Neue Erkenntnisse zur Goldenen Tafel im Dom zu Minden
Minden (DVM). Mit neuen Erkenntnissen zur Geschichte der Goldenen Tafel aus dem Mindener Dom ist Dr. Dieter Köcher aus Berlin in die Weserstadt gekommen.
Der Diplom-Restaurator bei der Skulpturensammlung und Museum für Byzantinische Kunst der Staatlichen Museen zu Berlin beschäftigt sich seit vielen Jahren mit dem hölzernen Retabel in Form eines gotischen Flügelaltars aus dem 15. Jahrhundert. Das Original der Goldenen Tafel aus dem Mindener Dom zählt heute zu den wertvollsten Exponaten des Bode-Museums in Berlin. Eine kleinere Version des Altars wurde im späten 19. Jahrhundert für St. Johannis Baptist in Herford gefertigt.
Im Chor des Mindener Domes befindet sich seit 2002 eine Rekonstruktion des Flügelaltars, die der Dombau-Verein Minden finanziert hat. Alle drei Goldenen Tafeln sind in Motivwahl, Stil und künstlerischer Ausgestaltung ähnlich, keine jedoch ist eine exakte Kopie einer anderen.
Original der Goldenen Tafel nicht mehr ursprünglich
Das Original der Goldenen Tafel im Berliner Bode-Museum ist nicht mehr in seinem ursprünglichen Zustand erhalten. Viele Figuren sind verschollen oder wurden auf ihren Plätzen getauscht. Die Bemalung und Vergoldung des Altars ist größtenteils verlorengegangen. Für Restaurator Dieter Köcher, der Kenner von Materialien und Techniken der Bildhauerkunst im frühen und hohen Mittelalter ist, genug Herausforderungen, dem ursprünglichen Aussehen des Originals auf die Spur zu kommen.
So konnte der Wissenschaftler inzwischen belegen, dass die Tafel aus dem 15. Jahrhundert ursprünglich keinen matten Goldbelag trug, wie es heute dargestellt ist. Befestigungsstrukturen auf der romanischen Predella, auf der die Goldene Tafel stehen, wiesen zudem darauf hin, dass dieser ehemalige Schrein ein Dach trug, ähnlich dem Reliquienschrein in der Klosterkirche Loccum, betont Köcher.

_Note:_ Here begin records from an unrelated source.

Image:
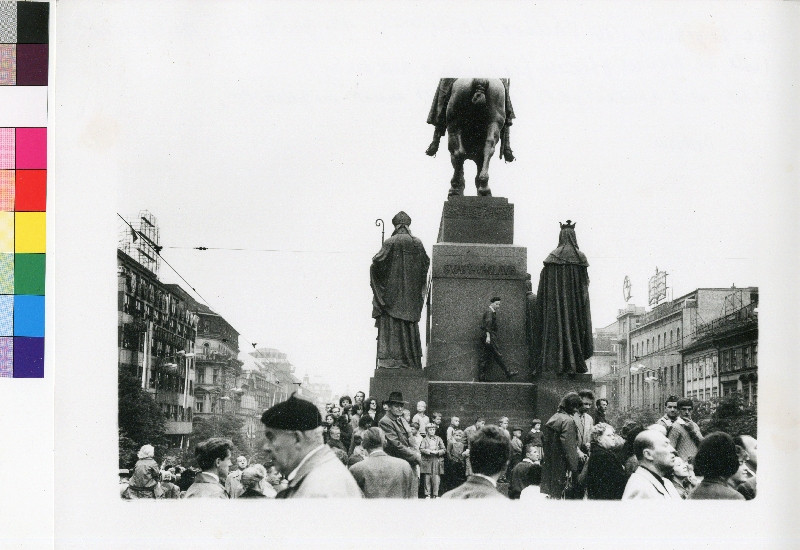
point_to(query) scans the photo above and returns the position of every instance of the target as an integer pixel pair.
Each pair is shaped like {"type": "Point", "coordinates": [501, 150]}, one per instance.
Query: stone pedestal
{"type": "Point", "coordinates": [474, 260]}
{"type": "Point", "coordinates": [411, 382]}
{"type": "Point", "coordinates": [492, 400]}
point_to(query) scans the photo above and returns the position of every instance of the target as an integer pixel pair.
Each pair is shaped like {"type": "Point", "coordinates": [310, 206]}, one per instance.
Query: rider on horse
{"type": "Point", "coordinates": [438, 117]}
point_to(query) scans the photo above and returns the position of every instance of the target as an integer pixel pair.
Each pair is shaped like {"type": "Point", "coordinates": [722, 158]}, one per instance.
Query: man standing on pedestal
{"type": "Point", "coordinates": [398, 277]}
{"type": "Point", "coordinates": [490, 347]}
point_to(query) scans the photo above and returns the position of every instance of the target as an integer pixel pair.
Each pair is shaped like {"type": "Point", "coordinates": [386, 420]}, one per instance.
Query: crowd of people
{"type": "Point", "coordinates": [363, 449]}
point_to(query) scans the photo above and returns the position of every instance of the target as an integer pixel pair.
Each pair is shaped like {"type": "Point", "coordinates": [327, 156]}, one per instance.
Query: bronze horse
{"type": "Point", "coordinates": [476, 114]}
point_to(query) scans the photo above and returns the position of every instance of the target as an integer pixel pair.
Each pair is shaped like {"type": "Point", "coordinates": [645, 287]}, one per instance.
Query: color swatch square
{"type": "Point", "coordinates": [6, 357]}
{"type": "Point", "coordinates": [28, 315]}
{"type": "Point", "coordinates": [31, 147]}
{"type": "Point", "coordinates": [8, 21]}
{"type": "Point", "coordinates": [28, 273]}
{"type": "Point", "coordinates": [32, 22]}
{"type": "Point", "coordinates": [32, 64]}
{"type": "Point", "coordinates": [29, 232]}
{"type": "Point", "coordinates": [6, 273]}
{"type": "Point", "coordinates": [30, 190]}
{"type": "Point", "coordinates": [7, 147]}
{"type": "Point", "coordinates": [6, 232]}
{"type": "Point", "coordinates": [28, 357]}
{"type": "Point", "coordinates": [8, 64]}
{"type": "Point", "coordinates": [6, 315]}
{"type": "Point", "coordinates": [7, 187]}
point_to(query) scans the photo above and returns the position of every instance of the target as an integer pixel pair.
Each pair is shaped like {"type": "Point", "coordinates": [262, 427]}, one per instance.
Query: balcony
{"type": "Point", "coordinates": [171, 427]}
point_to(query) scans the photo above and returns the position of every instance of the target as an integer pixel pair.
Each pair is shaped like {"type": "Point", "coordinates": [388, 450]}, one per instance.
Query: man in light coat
{"type": "Point", "coordinates": [656, 458]}
{"type": "Point", "coordinates": [214, 457]}
{"type": "Point", "coordinates": [294, 442]}
{"type": "Point", "coordinates": [380, 475]}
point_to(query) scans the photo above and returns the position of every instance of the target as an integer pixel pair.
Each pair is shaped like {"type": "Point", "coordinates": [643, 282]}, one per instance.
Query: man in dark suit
{"type": "Point", "coordinates": [490, 348]}
{"type": "Point", "coordinates": [560, 443]}
{"type": "Point", "coordinates": [380, 475]}
{"type": "Point", "coordinates": [489, 453]}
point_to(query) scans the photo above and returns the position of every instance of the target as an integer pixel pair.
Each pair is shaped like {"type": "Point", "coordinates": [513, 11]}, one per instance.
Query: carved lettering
{"type": "Point", "coordinates": [479, 212]}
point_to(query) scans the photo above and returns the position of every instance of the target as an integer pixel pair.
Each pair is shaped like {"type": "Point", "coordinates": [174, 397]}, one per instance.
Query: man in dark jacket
{"type": "Point", "coordinates": [560, 441]}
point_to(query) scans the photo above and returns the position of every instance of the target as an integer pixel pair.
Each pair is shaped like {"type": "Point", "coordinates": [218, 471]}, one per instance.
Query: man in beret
{"type": "Point", "coordinates": [294, 442]}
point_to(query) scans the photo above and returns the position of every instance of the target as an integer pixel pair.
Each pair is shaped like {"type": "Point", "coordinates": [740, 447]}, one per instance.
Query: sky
{"type": "Point", "coordinates": [287, 132]}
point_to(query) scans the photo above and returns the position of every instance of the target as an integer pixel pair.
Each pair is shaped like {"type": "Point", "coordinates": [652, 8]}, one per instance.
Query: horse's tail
{"type": "Point", "coordinates": [479, 87]}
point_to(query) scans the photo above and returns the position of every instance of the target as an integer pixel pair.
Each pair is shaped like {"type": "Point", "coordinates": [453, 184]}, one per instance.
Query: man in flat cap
{"type": "Point", "coordinates": [294, 442]}
{"type": "Point", "coordinates": [398, 277]}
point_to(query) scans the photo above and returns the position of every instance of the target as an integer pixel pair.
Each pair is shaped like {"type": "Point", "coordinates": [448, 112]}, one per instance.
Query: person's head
{"type": "Point", "coordinates": [680, 468]}
{"type": "Point", "coordinates": [365, 422]}
{"type": "Point", "coordinates": [587, 400]}
{"type": "Point", "coordinates": [396, 404]}
{"type": "Point", "coordinates": [685, 407]}
{"type": "Point", "coordinates": [749, 444]}
{"type": "Point", "coordinates": [489, 451]}
{"type": "Point", "coordinates": [532, 452]}
{"type": "Point", "coordinates": [671, 407]}
{"type": "Point", "coordinates": [716, 457]}
{"type": "Point", "coordinates": [252, 476]}
{"type": "Point", "coordinates": [571, 403]}
{"type": "Point", "coordinates": [291, 430]}
{"type": "Point", "coordinates": [604, 436]}
{"type": "Point", "coordinates": [373, 439]}
{"type": "Point", "coordinates": [654, 451]}
{"type": "Point", "coordinates": [214, 455]}
{"type": "Point", "coordinates": [147, 451]}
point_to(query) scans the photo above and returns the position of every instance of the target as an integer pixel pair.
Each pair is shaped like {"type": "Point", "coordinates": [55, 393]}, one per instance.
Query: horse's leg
{"type": "Point", "coordinates": [457, 157]}
{"type": "Point", "coordinates": [482, 179]}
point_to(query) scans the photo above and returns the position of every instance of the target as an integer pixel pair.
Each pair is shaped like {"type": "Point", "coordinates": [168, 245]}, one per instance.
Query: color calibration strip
{"type": "Point", "coordinates": [24, 52]}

In Magazinen des Bode-Museum fündig geworden
Während vor drei Jahren überraschend eine Heiligenfigur aus der Predella in Hildesheim bei der Auflösung eines Privatbesitzes auftauchte, ist Dieter Köcher auch in den Magazinen des Bode-Museums fündig geworden, wie er dem Vorsitzenden des Dombau-Vereins Minden, Hans-Jürgen Amtage, bei seinem Besuch im Dom berichtete. Zwei weibliche Heiligenfiguren waren in dem Museum vor vielen Jahrzehnten deponiert, aber nicht der Mindener Goldenen Tafel zugeordnet worden. Der Abstand der Befestigungslöcher im hinteren Figurenbereich weise aber darauf hin, dass sie an zwei Stellen des Schreins genau mit den dortigen Befestigungselementen kompatibel seien, so der Restaurator. Auch die Zeit der Fertigung konnte aufgrund von Untersuchungen noch genauer eingegrenzt werden.
Das Original der Goldenen Tafel war bis zur Aufhebung des Mindener Bistums ein prominentes Ausstattungsstück im Dom zu Minden. Mitte des 17. Jahrhunderts wurde die Goldene Tafel aus Zeitgeistgründen durch einen Barockaltar ersetzt, der beim Bombenangriff auf Minden am 28. März 1945 verbrannte. Die Goldene Tafel wurde lange Zeit zusammengeklappt im Dom gelagert. Das Holz und die Bemalung der Tafel wurden während dieser Zeit stark angegriffen. Die Tafel wurde 1909 für 40.000 Reichsmark von der Domgemeinde an das Bode-Museum in Berlin verkauft, wo sie heute jährlich von zehntausenden Besuchern besichtigt wird.
Nachdem Versuche eines Rückkaufs der Originaltafel gescheitert waren, entschied sich die Domgemeinde 1999 für die Rekonstruktion der Originaltafel. Die Südtiroler Bildhauer Wilhelm und Hugo Senoner rekonstruierten die Goldene Tafel anhand der Vorlagen in Berlin und Herford und älterer Skizzen und Fotografien. Unterstützt wurden die Künstler durch Paderborner Restaurierungsspezialisten. 2002 konnte die Rekonstruktion dann im Dom geweiht werden.